Good employers should maintain a good awareness of their staff’s capabilities and needs

As an employer, you should maintain a good awareness of staff, their capabilities and needs, and the fact that all of those can change. Your approach should be to focus not on the tasks which the disabled person cannot undertake, but to concentrate on the work that they can do and to assist them with that.

Our work is all about advising businesses and other organisations on how to make their premises, products, and services accessible. If you do that then you’re in a position to welcome more customers, and you can also recruit from a wider talent pool.

Most people will quickly come up with the most obvious features which can make a workplace more accessible – parking spaces, ramps as well as steps, automatic doors, WCs, all of which need to have the right specifications.

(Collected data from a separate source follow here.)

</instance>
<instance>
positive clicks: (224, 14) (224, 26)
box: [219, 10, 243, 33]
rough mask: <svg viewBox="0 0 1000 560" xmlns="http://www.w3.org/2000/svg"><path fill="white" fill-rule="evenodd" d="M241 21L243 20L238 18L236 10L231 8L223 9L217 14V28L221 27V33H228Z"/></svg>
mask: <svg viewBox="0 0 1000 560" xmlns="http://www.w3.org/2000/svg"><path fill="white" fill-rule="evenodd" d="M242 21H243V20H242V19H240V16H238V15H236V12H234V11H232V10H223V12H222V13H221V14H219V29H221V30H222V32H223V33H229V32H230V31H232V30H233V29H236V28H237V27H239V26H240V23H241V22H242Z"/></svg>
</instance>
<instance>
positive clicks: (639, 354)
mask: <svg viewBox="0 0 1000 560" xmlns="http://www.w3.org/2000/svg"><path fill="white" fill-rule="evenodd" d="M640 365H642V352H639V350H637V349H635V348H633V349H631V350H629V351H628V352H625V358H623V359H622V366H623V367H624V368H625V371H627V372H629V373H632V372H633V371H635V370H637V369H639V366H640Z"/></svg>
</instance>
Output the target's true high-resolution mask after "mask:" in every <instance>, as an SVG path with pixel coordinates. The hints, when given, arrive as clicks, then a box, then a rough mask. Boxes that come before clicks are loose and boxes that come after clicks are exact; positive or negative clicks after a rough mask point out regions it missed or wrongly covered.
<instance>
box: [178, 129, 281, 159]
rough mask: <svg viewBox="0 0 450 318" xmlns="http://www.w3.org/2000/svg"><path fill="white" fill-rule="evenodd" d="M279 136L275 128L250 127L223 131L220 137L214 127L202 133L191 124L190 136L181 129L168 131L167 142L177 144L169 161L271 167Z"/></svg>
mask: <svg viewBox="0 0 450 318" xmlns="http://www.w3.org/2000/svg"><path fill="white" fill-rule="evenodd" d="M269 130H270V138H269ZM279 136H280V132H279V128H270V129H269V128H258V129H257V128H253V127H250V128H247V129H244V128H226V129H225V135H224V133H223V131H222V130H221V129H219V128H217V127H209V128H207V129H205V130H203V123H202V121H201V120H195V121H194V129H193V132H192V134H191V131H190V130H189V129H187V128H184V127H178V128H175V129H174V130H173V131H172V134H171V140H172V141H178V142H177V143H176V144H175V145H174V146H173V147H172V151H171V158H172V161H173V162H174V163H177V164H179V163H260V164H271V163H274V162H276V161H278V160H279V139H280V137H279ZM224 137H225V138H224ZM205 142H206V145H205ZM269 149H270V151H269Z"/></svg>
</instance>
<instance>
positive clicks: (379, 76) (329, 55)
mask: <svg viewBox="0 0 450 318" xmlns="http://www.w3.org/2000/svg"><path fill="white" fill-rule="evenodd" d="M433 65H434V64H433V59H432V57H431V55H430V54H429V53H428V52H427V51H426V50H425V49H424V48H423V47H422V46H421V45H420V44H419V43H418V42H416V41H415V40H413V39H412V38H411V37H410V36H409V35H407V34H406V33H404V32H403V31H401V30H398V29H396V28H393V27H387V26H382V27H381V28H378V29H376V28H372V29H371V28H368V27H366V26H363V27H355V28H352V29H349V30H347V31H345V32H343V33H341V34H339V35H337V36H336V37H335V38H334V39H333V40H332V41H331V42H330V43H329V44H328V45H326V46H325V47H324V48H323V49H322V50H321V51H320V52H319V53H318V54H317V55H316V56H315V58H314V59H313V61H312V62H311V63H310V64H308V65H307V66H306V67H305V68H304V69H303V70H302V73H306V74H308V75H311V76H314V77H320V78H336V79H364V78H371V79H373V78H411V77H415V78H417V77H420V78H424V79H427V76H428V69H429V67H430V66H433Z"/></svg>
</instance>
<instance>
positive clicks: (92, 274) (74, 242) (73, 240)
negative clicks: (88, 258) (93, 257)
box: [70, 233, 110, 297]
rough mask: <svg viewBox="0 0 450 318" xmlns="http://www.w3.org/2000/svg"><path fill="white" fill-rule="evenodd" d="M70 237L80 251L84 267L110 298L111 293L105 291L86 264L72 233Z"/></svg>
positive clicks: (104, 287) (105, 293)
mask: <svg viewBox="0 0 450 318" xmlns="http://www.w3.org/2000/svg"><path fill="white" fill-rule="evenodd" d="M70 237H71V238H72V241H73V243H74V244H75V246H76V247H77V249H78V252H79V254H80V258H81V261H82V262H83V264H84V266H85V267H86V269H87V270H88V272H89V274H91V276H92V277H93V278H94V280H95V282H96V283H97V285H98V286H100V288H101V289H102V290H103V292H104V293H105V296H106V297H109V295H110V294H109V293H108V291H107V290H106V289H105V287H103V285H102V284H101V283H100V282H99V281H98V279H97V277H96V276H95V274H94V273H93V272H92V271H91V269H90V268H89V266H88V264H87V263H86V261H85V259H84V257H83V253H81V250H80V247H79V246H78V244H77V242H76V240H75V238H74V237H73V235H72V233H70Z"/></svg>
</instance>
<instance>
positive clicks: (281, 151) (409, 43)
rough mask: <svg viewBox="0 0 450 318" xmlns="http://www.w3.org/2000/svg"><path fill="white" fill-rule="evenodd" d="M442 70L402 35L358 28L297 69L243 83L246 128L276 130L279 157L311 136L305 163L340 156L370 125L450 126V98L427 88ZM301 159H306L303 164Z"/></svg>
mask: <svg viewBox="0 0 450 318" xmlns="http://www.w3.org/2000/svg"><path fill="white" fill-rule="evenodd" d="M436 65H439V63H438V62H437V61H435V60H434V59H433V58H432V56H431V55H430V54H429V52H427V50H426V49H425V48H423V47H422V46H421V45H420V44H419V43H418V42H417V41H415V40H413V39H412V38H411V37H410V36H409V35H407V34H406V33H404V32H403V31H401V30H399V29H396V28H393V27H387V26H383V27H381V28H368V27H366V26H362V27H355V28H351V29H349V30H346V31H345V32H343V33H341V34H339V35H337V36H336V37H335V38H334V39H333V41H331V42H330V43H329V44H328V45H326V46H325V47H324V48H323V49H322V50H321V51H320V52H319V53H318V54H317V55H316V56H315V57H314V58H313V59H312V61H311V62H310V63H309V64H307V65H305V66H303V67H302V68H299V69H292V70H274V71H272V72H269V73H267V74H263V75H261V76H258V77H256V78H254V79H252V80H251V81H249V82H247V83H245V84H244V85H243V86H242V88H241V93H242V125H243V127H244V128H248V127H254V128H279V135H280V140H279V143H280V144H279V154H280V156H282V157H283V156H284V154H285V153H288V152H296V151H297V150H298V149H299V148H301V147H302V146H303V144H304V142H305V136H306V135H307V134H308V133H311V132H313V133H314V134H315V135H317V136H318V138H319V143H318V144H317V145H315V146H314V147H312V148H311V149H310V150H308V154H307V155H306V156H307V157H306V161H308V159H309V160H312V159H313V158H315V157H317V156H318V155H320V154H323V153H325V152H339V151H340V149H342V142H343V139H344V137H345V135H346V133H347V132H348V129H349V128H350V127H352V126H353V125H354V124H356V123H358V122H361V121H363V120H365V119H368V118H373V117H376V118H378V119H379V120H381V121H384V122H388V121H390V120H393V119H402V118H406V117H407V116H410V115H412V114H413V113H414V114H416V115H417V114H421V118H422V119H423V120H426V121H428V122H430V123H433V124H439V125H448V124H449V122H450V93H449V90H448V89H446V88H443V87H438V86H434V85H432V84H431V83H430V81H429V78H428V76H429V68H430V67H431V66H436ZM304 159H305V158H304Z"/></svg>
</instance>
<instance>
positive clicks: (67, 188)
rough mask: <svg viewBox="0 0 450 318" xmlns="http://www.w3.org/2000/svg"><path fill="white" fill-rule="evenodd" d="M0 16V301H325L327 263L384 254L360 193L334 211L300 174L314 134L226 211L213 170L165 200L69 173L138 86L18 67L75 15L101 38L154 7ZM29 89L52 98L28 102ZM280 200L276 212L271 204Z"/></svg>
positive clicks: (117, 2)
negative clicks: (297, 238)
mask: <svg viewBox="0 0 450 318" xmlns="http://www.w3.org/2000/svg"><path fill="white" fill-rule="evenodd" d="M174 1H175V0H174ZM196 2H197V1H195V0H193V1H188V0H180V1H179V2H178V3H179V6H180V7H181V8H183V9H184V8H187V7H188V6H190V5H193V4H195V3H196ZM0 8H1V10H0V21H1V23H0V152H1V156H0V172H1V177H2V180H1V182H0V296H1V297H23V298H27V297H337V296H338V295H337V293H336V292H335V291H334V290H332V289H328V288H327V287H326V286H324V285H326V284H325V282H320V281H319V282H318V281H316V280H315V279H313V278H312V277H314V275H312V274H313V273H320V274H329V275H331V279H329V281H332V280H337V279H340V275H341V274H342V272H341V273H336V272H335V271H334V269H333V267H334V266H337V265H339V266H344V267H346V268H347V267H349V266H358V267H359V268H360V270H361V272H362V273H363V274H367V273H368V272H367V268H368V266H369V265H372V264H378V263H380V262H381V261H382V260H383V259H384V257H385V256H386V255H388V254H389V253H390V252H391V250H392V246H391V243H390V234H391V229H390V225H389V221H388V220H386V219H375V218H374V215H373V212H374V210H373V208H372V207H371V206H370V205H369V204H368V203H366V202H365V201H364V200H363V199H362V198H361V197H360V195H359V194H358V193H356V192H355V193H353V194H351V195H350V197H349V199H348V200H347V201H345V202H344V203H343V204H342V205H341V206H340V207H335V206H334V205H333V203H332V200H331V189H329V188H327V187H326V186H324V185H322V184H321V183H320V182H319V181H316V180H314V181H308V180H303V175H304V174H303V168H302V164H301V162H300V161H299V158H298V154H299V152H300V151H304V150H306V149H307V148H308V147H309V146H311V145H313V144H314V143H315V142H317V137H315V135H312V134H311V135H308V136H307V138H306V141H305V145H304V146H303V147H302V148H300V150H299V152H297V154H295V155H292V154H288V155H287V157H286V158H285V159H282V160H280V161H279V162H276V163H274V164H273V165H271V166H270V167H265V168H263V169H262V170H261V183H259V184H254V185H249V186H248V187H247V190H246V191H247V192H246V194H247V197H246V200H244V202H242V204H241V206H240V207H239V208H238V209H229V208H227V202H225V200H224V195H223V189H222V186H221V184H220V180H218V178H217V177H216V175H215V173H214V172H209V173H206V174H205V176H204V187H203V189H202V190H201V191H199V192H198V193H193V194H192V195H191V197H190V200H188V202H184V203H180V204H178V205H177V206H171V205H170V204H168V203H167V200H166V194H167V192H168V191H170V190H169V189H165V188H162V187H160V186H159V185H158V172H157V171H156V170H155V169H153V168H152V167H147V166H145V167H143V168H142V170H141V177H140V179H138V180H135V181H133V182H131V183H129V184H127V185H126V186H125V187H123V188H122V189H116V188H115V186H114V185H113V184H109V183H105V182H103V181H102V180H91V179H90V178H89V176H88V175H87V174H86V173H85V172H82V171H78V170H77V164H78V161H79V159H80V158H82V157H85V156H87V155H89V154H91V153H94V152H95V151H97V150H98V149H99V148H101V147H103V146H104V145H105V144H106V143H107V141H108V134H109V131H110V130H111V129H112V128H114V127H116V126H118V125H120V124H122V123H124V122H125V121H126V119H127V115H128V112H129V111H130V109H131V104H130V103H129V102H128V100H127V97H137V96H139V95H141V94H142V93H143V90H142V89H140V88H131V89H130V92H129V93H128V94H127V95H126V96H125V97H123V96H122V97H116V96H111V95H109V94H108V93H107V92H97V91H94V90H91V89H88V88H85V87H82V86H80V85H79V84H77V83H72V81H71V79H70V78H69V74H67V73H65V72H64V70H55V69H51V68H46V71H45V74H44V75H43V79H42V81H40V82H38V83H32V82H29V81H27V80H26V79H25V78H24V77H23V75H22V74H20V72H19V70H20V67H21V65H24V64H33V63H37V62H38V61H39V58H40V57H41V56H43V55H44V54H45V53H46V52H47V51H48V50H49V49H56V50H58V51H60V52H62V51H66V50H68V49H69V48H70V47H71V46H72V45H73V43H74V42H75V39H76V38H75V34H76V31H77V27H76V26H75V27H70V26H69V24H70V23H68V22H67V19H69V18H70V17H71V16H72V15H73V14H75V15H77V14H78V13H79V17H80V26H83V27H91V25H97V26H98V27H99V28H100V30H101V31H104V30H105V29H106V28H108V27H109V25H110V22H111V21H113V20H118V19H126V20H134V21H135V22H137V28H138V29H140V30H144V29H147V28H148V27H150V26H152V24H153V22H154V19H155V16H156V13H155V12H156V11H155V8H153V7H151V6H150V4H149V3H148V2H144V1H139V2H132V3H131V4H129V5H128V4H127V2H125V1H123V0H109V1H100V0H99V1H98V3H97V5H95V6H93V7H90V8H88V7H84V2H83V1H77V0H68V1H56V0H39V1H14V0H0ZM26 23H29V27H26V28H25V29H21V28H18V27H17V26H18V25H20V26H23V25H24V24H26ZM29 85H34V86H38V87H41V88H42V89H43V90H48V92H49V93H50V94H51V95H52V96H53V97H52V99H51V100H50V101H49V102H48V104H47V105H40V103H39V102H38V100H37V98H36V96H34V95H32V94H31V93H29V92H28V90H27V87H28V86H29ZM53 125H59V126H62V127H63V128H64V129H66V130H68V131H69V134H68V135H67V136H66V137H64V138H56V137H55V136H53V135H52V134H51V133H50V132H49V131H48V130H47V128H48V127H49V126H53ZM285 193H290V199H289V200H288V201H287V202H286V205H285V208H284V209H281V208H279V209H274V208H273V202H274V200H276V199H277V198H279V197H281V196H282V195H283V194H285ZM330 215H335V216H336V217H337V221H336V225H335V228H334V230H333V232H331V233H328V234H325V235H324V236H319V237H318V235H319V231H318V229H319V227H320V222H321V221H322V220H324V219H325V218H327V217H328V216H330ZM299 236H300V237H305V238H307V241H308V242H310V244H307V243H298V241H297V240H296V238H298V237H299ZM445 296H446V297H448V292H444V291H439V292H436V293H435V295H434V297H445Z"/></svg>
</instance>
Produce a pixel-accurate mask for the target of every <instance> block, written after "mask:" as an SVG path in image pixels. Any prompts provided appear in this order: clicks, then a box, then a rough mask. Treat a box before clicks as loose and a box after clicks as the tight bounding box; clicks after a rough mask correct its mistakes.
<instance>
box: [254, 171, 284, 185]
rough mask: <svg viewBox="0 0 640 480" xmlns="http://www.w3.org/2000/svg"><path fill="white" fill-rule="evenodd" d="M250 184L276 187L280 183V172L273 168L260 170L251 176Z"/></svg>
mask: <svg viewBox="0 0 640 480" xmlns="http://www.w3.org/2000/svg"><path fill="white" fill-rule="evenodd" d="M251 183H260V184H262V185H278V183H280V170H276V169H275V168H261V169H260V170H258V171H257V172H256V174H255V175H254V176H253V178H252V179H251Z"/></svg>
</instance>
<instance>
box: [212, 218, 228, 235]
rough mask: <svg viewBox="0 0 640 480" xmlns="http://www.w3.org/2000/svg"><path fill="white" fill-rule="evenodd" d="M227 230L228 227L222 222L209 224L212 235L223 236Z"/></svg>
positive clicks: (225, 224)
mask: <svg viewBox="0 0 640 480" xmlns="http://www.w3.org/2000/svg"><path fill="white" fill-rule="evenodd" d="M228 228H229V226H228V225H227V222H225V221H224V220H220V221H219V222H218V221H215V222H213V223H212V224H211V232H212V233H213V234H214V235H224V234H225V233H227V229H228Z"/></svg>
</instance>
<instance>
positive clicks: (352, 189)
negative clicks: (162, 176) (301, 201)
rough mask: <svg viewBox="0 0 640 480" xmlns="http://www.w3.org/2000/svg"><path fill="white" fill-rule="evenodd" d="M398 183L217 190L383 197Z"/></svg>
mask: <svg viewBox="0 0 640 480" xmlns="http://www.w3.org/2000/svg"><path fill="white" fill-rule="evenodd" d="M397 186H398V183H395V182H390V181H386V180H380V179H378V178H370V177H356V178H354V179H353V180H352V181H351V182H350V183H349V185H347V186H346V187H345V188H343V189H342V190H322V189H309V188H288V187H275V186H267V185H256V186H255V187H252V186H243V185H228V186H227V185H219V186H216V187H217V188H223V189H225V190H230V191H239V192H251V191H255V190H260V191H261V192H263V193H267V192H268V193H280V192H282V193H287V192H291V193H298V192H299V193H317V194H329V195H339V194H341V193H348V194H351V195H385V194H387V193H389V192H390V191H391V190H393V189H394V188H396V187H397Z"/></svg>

But to make a real difference it helps to think more strategically, understand the concept of hidden impairments and envisage a disabled person’s journey through their working day. The sort of features that can create obstacles to access for people who are neuro-diverse or visually impaired extends from the style and location of furniture and fittings to the nature of the décor.

Figures released by the government earlier this year showed that the disability employment rate was rising until the pandemic but then declined. It is now improving again but the charity Scope reports that the disability employment gap – the difference between the employment rate of disabled people compared to non-disabled people – is 29 percent, so it’s dropped over the last 10 years but only by four points.

There are all sorts of illuminating data in the report “The employment of disabled people 2021” and we found a few points particularly interesting.

The data shows that disabled people are as likely as non-disabled people to be in “quality work” as defined by the Office of National Statistics based on levels of pay, hours worked, and desired contract type. So clearly there is no question of the significance of their contribution.

Disabled workers are twice as likely to stay in a full-time role

Also, disabled workers are twice as likely to stay in a job if it’s full-time. So it would be wrong to assume disabled people can’t do a full working week, however, a good employer would discuss any requirements for flexible working, just as they would with their non-disabled staff.

But overall what the various reports and anecdotal evidence tell us is that the UK has big gaps in the workforce and almost half the disabled working age population of nearly 9m is out of work. Improving accessibility can help to address that.